The policy rate remained unchanged at 13.25 percent in subsequent monetary policy meetings held in September, November and January.

With the outbreak of COVID-19, which changed global and domestic economic landscape, SBP has changed its policy stance in March 2020 when Monetary Policy Committee (MPC) meeting held on March 17, 2020 decided to reduce policy rate from 13.25 to 12.50 percent.

The decision primarily based on the expectations of lower inflation in near future in the backdrop of deceleration in domestic food prices, sharp fall in global oil prices and sustained improvements in the current account.

The COVID-19 pandemic caused a slowdown in economic activity and increased uncertainty about the future.

So, in order to mitigate likely impact of Coronavirus on economy, MPC cut policy rate by 150 basis points to 11 percent during the same month.
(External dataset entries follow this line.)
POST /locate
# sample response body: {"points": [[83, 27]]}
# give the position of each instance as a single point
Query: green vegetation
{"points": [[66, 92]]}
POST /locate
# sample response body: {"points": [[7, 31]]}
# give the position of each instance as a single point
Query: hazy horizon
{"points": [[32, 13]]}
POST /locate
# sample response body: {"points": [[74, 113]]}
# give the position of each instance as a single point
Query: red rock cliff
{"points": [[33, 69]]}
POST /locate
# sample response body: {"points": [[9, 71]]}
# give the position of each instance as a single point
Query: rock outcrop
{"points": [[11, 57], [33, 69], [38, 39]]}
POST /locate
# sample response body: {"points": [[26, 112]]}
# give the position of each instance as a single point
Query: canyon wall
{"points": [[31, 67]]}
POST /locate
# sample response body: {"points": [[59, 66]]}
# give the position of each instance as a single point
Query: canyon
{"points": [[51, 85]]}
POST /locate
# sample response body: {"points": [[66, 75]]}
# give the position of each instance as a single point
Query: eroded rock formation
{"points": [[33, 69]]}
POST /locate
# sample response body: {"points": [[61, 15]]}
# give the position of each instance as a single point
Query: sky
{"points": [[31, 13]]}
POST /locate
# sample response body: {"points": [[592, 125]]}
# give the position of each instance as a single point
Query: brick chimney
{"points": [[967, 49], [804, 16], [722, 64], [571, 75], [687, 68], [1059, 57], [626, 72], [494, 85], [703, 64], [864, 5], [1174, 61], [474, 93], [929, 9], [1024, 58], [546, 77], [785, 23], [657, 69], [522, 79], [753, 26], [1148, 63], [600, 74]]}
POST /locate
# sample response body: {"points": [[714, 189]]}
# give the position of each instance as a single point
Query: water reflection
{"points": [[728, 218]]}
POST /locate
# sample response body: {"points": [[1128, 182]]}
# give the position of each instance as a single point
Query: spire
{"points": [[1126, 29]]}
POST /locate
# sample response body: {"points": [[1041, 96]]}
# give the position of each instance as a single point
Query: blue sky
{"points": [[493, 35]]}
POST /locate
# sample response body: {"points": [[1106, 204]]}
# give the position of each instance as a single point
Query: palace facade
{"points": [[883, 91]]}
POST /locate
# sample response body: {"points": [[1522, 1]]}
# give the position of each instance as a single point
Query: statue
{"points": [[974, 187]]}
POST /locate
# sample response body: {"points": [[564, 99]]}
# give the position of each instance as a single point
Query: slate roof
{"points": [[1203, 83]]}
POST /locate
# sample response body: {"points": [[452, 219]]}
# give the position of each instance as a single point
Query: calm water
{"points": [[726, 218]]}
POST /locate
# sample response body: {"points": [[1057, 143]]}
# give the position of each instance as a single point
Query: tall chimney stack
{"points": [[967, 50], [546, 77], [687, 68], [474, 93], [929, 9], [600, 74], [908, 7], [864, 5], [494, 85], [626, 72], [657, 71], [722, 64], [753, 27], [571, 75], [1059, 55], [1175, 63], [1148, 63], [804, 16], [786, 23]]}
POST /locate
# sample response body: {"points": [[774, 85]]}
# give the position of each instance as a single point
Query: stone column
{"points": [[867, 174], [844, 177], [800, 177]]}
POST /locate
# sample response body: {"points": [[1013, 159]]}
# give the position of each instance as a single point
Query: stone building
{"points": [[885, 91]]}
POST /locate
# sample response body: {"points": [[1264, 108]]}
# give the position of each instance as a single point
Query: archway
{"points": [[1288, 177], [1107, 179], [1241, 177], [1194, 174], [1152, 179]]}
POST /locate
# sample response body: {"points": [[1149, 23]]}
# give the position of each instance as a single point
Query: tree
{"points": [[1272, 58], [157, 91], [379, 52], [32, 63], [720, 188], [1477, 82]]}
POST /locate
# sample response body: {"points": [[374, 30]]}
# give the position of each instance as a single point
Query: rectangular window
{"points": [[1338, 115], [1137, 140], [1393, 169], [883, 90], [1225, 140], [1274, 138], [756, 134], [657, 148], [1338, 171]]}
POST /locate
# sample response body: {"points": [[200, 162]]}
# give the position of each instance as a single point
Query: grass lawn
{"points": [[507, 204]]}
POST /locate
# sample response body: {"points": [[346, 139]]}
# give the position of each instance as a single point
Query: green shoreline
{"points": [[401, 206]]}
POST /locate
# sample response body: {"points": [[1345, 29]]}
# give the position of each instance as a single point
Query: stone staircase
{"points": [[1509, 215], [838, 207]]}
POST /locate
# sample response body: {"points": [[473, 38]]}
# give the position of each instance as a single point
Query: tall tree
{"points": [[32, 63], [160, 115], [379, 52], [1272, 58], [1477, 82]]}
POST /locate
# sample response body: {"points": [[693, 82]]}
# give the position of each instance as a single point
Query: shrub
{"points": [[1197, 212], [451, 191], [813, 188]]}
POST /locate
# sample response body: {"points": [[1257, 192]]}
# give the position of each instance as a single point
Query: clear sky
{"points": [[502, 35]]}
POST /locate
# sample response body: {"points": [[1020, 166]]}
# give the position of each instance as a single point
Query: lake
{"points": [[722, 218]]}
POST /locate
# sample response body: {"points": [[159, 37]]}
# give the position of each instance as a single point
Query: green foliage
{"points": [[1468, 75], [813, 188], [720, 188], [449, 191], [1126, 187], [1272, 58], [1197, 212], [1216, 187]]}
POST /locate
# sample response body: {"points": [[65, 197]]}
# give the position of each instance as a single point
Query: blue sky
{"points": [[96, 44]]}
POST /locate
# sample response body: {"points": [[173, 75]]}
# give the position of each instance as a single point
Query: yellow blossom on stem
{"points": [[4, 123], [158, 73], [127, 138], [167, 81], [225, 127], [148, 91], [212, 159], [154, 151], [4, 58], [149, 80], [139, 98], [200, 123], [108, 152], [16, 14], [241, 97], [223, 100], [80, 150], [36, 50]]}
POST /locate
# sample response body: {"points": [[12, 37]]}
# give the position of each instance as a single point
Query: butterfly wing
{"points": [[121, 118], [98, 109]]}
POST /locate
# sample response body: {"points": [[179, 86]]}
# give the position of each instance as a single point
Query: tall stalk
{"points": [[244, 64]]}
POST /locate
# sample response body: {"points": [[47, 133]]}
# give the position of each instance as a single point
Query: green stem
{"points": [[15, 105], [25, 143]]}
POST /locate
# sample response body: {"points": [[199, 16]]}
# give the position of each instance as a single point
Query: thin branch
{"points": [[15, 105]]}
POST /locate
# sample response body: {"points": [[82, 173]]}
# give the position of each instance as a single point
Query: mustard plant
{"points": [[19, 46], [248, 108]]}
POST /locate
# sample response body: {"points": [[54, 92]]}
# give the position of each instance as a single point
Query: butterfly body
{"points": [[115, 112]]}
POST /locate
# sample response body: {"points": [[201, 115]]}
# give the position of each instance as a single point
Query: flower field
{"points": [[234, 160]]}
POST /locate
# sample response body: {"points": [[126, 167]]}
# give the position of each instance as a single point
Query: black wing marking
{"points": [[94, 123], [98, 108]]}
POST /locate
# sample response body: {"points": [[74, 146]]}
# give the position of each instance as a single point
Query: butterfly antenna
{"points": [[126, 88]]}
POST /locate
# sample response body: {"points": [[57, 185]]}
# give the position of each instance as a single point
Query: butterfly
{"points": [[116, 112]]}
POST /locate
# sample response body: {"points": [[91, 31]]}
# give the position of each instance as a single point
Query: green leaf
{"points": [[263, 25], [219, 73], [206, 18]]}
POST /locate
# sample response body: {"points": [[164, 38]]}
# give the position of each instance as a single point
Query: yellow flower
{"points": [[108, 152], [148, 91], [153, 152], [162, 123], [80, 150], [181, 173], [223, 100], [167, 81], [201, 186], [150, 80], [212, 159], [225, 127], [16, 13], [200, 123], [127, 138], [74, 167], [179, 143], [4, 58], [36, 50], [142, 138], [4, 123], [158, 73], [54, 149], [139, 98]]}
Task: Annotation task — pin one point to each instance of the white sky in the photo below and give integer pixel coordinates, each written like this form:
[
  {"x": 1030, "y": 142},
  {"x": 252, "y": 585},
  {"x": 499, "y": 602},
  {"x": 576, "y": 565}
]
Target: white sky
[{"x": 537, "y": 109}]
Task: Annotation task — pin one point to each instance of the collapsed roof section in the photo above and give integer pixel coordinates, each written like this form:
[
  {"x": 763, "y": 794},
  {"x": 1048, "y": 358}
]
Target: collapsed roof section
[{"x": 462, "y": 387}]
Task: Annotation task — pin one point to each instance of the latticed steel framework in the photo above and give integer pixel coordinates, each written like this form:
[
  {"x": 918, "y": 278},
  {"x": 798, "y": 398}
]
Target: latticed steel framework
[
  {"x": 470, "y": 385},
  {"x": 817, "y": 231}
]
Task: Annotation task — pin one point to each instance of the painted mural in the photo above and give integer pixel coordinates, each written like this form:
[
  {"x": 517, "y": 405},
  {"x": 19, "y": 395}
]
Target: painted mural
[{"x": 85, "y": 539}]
The worsening outlook for global and domestic scenario convinced MPC to cut the policy rate in April 2020 by a further 200 bps to 9 percent.

However, SBP has further reduced the policy rate by 100 bps to 8 percent in light of improved inflation outlook in May 2020.

A cumulative cut in policy rate by 525 bps in two months is expected to provide cushion to growth and employment, and support for recovery as pandemic subsides, according to the survey.